Sono gli uomini di casa a portarsi per primi in vantaggio con Casemiro, che sfrutta nel migliore dei modi la respinta del palo sul tocco ravvicinato di Sergio Ramos. Neanche il tempo di godersi la rete, che Messi riporta a galla i suoi, prendendosi gioco di Modric e Carvajal e appoggiando in rete con un preciso diagonale rasoterra. Prima del duplice fischio Zidane perde Bale, che si ferma ancora una volta per il problema al polpaccio. Al suo posto il sinistro vellutato di Asensio. Nella ripresa i blancos si mostrano volenterosi nel giocarsi tutte le carte a loro disposizione. La partenza degli uomini di Zidane è fulminea, con Ter Stegen (ottima la prestazione del portiere tedesco) chiamato a due difficili interventi nei primi minuti di gioco. Nella prima metà del secondo tempo sono i due estremi difensori i veri protagonisti del match, con salvataggi decisivi, sia da una parte che dall’altra. Spezzone di gara caratterizzato da tante conclusioni imprecise. In uno dei migliori momenti per i madrileni, è Rakitic, dopo una prestazione di sacrificio, a gelare completamente il Bernabeu con un sinistro superbo su cui Navas non può nulla. La gara sembra mettersi ancora più in discesa per il Barcellona, quando pochi minuti dopo Sergio Ramos si fa espellere per un brutto intervento ai danni di Messi.
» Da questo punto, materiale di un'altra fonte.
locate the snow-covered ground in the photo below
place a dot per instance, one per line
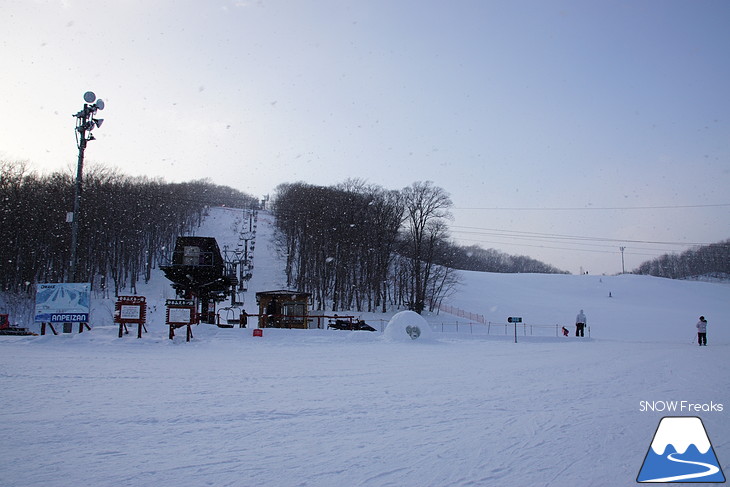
(334, 408)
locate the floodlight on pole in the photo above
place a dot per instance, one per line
(85, 123)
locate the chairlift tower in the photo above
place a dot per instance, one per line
(85, 123)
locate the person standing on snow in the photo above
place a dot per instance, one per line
(702, 331)
(580, 324)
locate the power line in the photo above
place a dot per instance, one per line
(556, 236)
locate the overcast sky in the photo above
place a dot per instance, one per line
(563, 130)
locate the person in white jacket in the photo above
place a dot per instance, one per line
(580, 324)
(702, 331)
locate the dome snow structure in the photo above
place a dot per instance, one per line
(408, 326)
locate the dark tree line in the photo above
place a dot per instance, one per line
(126, 225)
(708, 259)
(329, 243)
(475, 258)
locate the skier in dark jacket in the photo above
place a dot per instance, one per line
(580, 324)
(702, 331)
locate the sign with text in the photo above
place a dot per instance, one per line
(62, 302)
(180, 315)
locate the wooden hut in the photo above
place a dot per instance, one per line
(283, 309)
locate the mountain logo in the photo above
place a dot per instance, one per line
(680, 452)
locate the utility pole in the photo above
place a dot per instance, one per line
(85, 123)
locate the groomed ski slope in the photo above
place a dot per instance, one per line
(333, 408)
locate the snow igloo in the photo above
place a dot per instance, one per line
(408, 326)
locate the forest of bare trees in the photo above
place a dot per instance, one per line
(354, 246)
(704, 260)
(126, 225)
(358, 246)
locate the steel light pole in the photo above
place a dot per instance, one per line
(85, 123)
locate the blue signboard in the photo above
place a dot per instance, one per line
(62, 303)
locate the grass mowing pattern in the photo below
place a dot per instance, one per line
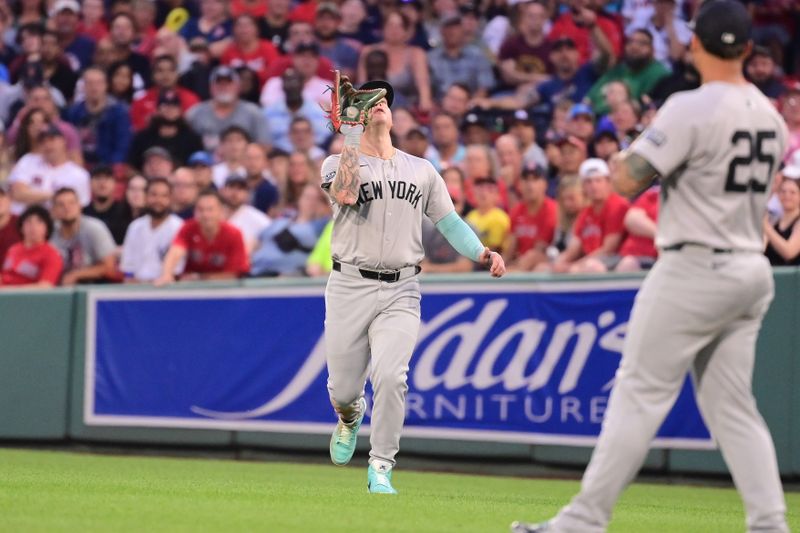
(59, 491)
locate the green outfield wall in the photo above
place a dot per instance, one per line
(42, 350)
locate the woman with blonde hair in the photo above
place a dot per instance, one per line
(301, 172)
(408, 65)
(570, 202)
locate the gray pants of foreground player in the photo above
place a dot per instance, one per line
(698, 312)
(371, 327)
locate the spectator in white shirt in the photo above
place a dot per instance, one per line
(149, 237)
(246, 218)
(233, 144)
(37, 176)
(85, 243)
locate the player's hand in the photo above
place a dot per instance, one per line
(350, 105)
(69, 279)
(497, 267)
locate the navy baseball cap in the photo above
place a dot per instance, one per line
(722, 26)
(380, 84)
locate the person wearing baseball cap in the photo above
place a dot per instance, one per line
(491, 223)
(533, 221)
(211, 117)
(167, 129)
(573, 152)
(599, 229)
(66, 17)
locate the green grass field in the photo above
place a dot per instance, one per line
(60, 491)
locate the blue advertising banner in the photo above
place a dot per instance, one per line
(531, 363)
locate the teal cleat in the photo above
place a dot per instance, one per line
(343, 440)
(380, 481)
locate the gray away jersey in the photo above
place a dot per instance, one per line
(384, 228)
(717, 149)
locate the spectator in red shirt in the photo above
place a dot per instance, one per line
(93, 24)
(588, 30)
(165, 79)
(639, 252)
(212, 248)
(600, 226)
(9, 233)
(34, 261)
(247, 50)
(533, 222)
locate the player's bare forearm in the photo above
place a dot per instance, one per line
(631, 173)
(344, 188)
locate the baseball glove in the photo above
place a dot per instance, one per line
(350, 105)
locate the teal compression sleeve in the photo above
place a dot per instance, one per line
(460, 236)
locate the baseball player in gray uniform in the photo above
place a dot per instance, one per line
(372, 300)
(700, 308)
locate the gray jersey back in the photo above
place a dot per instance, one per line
(717, 149)
(384, 229)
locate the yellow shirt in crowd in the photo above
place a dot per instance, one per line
(492, 226)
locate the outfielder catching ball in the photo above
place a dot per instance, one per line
(717, 149)
(372, 300)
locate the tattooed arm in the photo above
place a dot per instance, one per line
(631, 173)
(344, 188)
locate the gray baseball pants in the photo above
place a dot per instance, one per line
(371, 329)
(699, 312)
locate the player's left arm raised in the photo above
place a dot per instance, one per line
(439, 208)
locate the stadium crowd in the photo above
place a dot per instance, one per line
(148, 141)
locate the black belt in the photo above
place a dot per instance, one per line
(680, 245)
(389, 276)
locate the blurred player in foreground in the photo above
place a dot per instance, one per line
(700, 308)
Gli uomini di Enrique commettono l’errore di abbassare la guardia e come un fulmine a ciel sereno arriva il pareggio di James Rodriguez, entrato in campo solo quattro minuti prima. Sembra l’ennesimo episodio favorevole per la stagione del Real Madrid e quando il quarto uomo segnala due minuti di recupero in tanti vedono la Liga nella bacheca dei blancos. È ancora una volta Sergi Roberto a ridare ossigeno vitale ai tifosi blaugrana. A pochi secondi dalla fine, il terzino canterano esegue una discesa palla al piede di quasi 70 metri, appoggiando per Andre Gomes, il quale premia l’ennesima sovrapposizione di Jordi Alba: cross rasoterra che esce verso il limite dell’area, dove c’è Messi. La conclusione dell’argentino è chirurgica, Navas non ci arriva. Il dieci esulta mostrando a tutto il Bernabeu la propria maglia, ammonizione inevitabile e Liga riaperta all’ultimo respiro.
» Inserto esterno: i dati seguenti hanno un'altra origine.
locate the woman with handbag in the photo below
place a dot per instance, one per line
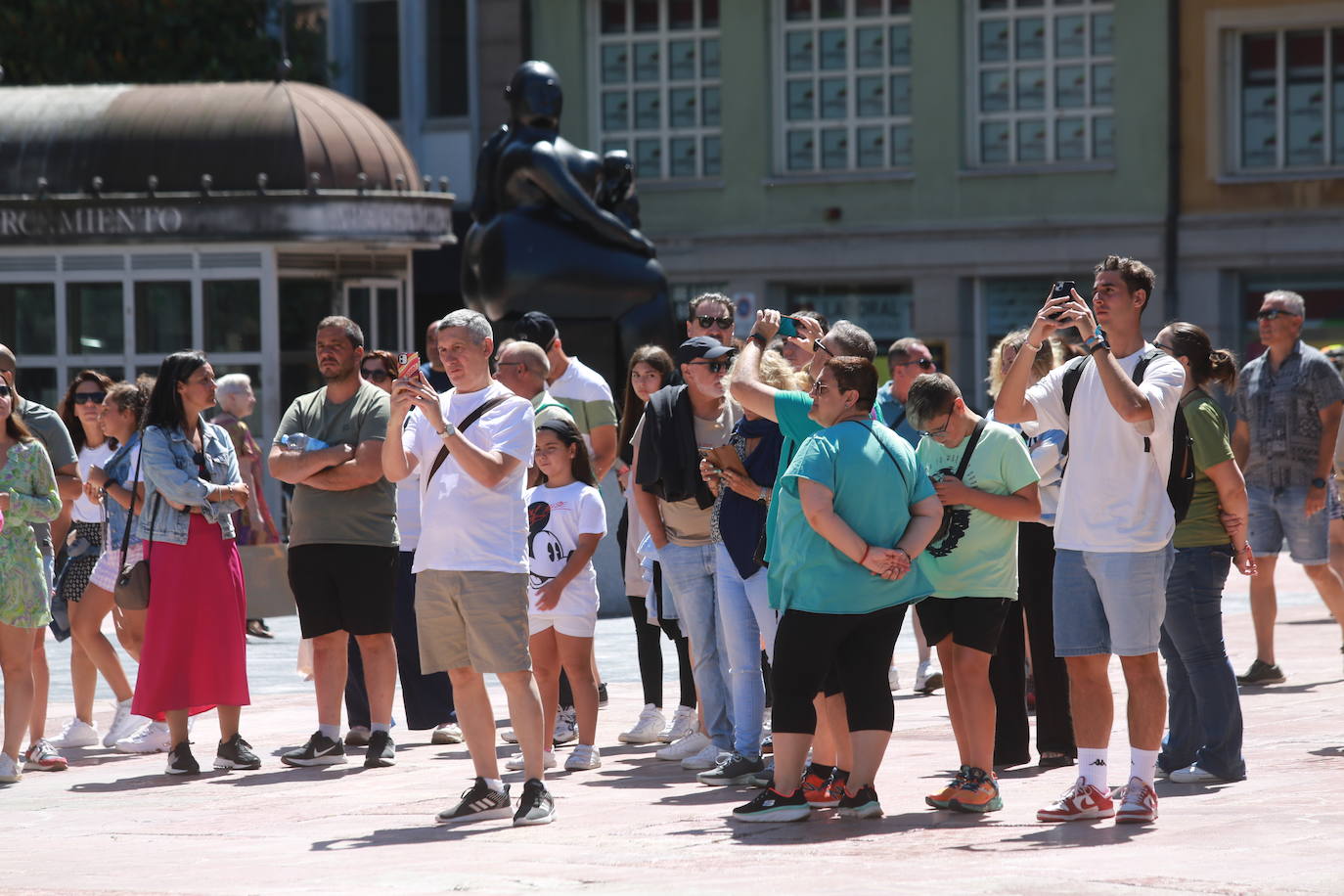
(27, 495)
(194, 657)
(855, 511)
(743, 597)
Il mancino di Messi è imprendibile

Il mancino di Messi è imprendibile

Il Clasico si dovrebbe giocare almeno una volta al mese. Una gara pirotecnica come quella di ieri sera è la miglior ricetta per i palati fini degli amanti di calcio. Il gol di Messi a poco più di 10 secondi dal termine è un macigno che rischia di compromettere il proseguo della stagione madridista. Gli uomini di Zidane si trovano ora a pari punti con il Barcellona, ma hanno ancora una partita da recuperare. Su di loro pende tutta la pressione, visto che un passo falso potrebbe rivelarsi fatale. Più che una vittoria fondamentale per il Barça, quella di ieri è stata l’ennesima dimostrazione della grandezza di Lionel Messi. Il dieci blaugrana ha raggiunto quota 23 gol nei Clasico e 500 con la maglia del Barcellona. In settimana, Fabio Caressa aveva avuto il coraggio di prevedere una cessione dell’argentino, rispondendo alla domanda su quale sarebbe potuto esserne il degno erede, affermando: “ce ne sono tanti”. Dichiarazioni come queste, ed altre, lasciamo che le porti via il vento, godendoci, ancora per un po’, le gesta del Re catalano.